Justice Moshe Landau, the presiding judge, is scheduled to question Eichmann tomorrow, following the completion of the questioning by the two other judges, Yitzhak Raveh and Binyamin Halevi. When Justice Landau completes his examination, affidavits from six former Nazis who gave testimony as defense witnesses in West German courts will be submitted by Dr. Robert Servatius, Eichmann’s chief defense counsel.

The court will then recess until July 31 when the summations will begin. Prosecutor Gideon Hausner has indicated he will need three days. Dr. Robert Servatius, Eichmann’s chief defense counsel, said he could present his summary in one session, making the timetable for the close of the trial about August 4. The trial will have lasted one week short of four months. It began April 11.

The judges will then retire to prepare their decision and they will not sit again until after the High Holy Days in September. Some Israeli officials have predicted that the decision, which is expected to be a lengthy one since it will deal with a 15-count indictment, may take two or three days to deliver. Dr. Servatius has indicated he will appeal the expected decision of guilty to the Israeli Supreme Court. His appeal will be based on a challenge of the jurisdiction of the three-judge tribunal.

In his questioning of Eichmann Friday, Judge Halevi reminded Eichmann that this might be his last chance “to tell the truth” about himself, in view of the approaching close of the trial, to make a “frark, sincere statement” about his role as wartime head of the Gestapo department for Jewish affairs. The defendant, however, adhered unchangingly to his stand of having been a minor official in the vast Nazi murder machinery.
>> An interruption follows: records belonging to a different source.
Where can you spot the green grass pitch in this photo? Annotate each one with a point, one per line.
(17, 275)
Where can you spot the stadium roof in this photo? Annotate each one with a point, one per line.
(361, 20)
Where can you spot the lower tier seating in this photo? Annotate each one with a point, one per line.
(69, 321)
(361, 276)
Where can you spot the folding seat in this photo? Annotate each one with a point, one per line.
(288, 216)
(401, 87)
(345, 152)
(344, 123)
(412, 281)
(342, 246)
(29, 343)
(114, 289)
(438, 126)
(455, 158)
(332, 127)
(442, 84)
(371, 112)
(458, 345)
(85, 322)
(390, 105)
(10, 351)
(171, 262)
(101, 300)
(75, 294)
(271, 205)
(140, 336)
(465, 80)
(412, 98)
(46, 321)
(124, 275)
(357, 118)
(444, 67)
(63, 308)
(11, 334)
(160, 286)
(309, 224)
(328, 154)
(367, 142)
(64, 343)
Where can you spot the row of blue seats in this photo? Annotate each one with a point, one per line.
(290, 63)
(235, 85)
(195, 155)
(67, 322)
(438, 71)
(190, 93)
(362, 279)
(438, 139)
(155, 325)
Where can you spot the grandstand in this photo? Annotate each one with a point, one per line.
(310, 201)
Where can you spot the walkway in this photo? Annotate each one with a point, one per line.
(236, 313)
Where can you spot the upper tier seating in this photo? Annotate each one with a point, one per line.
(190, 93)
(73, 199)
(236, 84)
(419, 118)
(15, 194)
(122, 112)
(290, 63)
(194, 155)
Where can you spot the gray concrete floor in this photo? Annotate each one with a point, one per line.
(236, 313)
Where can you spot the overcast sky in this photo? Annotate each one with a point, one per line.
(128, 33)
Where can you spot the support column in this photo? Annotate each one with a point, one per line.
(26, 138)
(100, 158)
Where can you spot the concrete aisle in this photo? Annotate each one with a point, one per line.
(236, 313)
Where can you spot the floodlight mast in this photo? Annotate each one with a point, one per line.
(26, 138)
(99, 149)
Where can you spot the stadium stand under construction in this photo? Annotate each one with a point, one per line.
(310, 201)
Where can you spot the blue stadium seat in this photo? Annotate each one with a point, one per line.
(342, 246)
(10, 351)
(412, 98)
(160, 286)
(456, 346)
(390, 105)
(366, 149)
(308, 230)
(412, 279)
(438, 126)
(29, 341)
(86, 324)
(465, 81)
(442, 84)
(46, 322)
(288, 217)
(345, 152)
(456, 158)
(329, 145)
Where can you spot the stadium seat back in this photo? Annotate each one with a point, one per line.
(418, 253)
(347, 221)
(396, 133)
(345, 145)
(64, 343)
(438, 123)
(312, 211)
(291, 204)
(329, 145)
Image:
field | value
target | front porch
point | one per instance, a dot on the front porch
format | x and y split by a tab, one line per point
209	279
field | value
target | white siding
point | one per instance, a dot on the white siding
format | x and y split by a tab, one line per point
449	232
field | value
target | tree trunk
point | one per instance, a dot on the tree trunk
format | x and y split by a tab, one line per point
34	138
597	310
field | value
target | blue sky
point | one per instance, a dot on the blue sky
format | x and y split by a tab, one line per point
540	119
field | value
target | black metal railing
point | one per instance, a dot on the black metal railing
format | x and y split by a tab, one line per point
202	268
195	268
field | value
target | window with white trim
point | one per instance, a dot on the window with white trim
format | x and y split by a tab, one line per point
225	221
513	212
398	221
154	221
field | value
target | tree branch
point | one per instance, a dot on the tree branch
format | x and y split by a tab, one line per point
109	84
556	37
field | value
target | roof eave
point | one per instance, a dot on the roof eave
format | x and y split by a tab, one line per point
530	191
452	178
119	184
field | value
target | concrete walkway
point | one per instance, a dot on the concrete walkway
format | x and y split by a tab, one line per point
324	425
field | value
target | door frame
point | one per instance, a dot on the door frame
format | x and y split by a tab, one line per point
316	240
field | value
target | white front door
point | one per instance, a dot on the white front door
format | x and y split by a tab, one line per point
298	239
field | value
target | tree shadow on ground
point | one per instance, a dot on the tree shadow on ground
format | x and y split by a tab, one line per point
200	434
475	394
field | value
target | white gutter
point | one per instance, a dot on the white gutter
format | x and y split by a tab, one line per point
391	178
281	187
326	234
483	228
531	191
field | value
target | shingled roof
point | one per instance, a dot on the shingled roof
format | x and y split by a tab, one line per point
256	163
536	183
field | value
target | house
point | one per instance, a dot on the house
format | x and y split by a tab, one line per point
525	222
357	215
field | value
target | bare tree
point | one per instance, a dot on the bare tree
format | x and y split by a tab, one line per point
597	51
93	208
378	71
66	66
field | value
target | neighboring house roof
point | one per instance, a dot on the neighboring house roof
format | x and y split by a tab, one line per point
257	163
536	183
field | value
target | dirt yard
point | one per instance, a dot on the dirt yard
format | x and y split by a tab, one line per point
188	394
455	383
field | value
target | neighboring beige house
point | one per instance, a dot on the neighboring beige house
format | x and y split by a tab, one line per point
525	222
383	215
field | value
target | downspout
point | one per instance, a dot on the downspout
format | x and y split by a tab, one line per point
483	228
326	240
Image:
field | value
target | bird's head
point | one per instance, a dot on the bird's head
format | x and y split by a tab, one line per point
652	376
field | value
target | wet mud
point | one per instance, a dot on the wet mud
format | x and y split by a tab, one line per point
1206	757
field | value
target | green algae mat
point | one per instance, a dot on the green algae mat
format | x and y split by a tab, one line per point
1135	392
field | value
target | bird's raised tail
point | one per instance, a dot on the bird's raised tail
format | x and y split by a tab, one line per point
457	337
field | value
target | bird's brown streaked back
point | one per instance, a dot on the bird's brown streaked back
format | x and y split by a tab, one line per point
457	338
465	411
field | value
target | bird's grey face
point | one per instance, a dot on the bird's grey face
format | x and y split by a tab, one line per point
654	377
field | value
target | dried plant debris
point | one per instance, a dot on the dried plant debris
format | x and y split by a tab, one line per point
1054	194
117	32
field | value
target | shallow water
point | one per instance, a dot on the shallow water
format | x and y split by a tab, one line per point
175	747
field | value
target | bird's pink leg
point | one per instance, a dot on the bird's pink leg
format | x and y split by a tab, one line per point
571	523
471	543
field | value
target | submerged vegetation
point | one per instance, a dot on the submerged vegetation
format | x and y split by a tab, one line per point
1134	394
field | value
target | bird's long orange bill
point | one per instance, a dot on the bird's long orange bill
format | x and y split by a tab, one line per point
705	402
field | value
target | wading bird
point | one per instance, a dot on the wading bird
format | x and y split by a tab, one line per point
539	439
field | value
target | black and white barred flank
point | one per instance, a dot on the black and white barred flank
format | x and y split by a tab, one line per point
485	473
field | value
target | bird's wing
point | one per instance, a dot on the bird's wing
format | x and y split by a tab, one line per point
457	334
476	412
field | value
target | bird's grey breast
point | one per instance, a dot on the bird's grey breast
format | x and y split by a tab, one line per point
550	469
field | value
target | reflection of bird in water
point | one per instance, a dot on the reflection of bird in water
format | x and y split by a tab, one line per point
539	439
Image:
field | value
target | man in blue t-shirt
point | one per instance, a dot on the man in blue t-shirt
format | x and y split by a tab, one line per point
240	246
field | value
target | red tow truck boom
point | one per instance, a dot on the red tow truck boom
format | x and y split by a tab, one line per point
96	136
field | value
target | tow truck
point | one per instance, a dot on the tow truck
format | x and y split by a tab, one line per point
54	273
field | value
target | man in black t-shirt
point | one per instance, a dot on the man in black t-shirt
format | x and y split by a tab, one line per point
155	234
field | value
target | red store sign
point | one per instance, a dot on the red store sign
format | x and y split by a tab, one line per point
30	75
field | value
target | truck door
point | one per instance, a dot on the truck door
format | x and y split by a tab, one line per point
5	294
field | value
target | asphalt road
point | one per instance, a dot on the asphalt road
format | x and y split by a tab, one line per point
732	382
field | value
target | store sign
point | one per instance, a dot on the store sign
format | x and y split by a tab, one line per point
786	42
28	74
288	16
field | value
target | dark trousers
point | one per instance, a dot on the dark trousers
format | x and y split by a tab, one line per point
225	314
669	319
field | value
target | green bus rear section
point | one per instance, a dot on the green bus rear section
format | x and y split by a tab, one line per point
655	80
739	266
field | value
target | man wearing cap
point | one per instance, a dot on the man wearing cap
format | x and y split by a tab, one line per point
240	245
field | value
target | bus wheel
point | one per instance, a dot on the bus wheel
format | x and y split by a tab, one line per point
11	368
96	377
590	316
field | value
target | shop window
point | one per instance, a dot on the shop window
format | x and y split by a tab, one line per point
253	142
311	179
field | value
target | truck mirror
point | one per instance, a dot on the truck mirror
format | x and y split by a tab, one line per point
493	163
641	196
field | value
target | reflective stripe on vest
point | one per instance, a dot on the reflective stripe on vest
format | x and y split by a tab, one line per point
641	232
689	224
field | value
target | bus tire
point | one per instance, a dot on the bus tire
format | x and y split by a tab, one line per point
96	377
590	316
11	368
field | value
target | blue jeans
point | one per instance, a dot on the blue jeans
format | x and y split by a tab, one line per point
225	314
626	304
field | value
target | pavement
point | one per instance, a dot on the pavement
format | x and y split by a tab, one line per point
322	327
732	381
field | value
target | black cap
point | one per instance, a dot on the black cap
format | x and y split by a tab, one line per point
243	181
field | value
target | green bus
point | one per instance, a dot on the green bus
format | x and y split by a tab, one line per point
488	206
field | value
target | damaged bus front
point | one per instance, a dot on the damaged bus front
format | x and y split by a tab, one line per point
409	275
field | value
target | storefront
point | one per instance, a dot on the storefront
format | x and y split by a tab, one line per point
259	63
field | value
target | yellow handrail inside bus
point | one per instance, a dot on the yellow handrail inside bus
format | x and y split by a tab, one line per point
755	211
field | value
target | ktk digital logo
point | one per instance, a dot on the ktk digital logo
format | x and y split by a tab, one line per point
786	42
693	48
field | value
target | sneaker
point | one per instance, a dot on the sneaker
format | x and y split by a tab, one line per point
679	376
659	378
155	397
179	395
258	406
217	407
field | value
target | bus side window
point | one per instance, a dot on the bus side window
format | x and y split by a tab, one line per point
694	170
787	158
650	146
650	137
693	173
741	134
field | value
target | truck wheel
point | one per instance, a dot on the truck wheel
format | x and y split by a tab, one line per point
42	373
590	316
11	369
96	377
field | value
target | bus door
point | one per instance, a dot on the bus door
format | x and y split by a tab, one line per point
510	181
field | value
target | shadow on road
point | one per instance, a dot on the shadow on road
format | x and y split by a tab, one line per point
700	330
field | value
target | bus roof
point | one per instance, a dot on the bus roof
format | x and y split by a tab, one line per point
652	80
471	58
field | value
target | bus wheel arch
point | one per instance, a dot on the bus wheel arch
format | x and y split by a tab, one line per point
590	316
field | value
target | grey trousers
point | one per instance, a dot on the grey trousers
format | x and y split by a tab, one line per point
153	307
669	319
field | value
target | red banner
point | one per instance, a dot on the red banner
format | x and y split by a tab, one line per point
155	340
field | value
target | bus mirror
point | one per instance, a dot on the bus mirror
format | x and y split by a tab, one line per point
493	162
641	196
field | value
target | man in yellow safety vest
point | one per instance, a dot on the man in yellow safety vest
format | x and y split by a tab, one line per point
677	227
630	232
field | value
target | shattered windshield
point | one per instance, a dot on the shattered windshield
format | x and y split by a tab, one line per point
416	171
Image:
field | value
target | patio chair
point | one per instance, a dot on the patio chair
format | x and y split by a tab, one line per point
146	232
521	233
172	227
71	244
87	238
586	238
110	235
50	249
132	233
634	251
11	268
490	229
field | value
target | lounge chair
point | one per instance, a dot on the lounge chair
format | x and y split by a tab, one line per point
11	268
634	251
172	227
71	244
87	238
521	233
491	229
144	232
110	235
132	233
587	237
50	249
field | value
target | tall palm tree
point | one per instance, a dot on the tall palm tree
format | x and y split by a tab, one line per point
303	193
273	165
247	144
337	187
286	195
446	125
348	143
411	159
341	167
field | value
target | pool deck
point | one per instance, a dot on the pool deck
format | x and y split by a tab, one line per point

Eichmann said he agreed with the testimony of Dean Karl Ernest Gruber, a Berlin clergyman who came to Israel to testify at the trial, who declared that the Germans lacked civic courage. But, Eichmann added, it was wartime and “it was a question of the period, education and training.” Eichmann agreed with Judge Halevi that he lacked “civic courage” and added, “like so many others in uniform.”

Judge Halevi said that to have had the courage not to give a hand in committing crimes “that might have been difficult at that time but what about the present? Do you have the necessary courage to take upon yourself the responsibility for the thing that happened then?”

“From the human point of view,” said the defendant, “I have my own thoughts, I have made a reckoning.” This was a reference to his previous admission of “moral but not legal” guilt. “I was not the one who issued orders. I was only a receiver of orders. If this is punishable by law, then I am ready to take the penalty.”

In other phases of Judge Halevi’s questioning, Eichmann admitted that Gestapo camouflage and deceptions were worked out in advance to harness the doomed Jews to speed their own slaughter.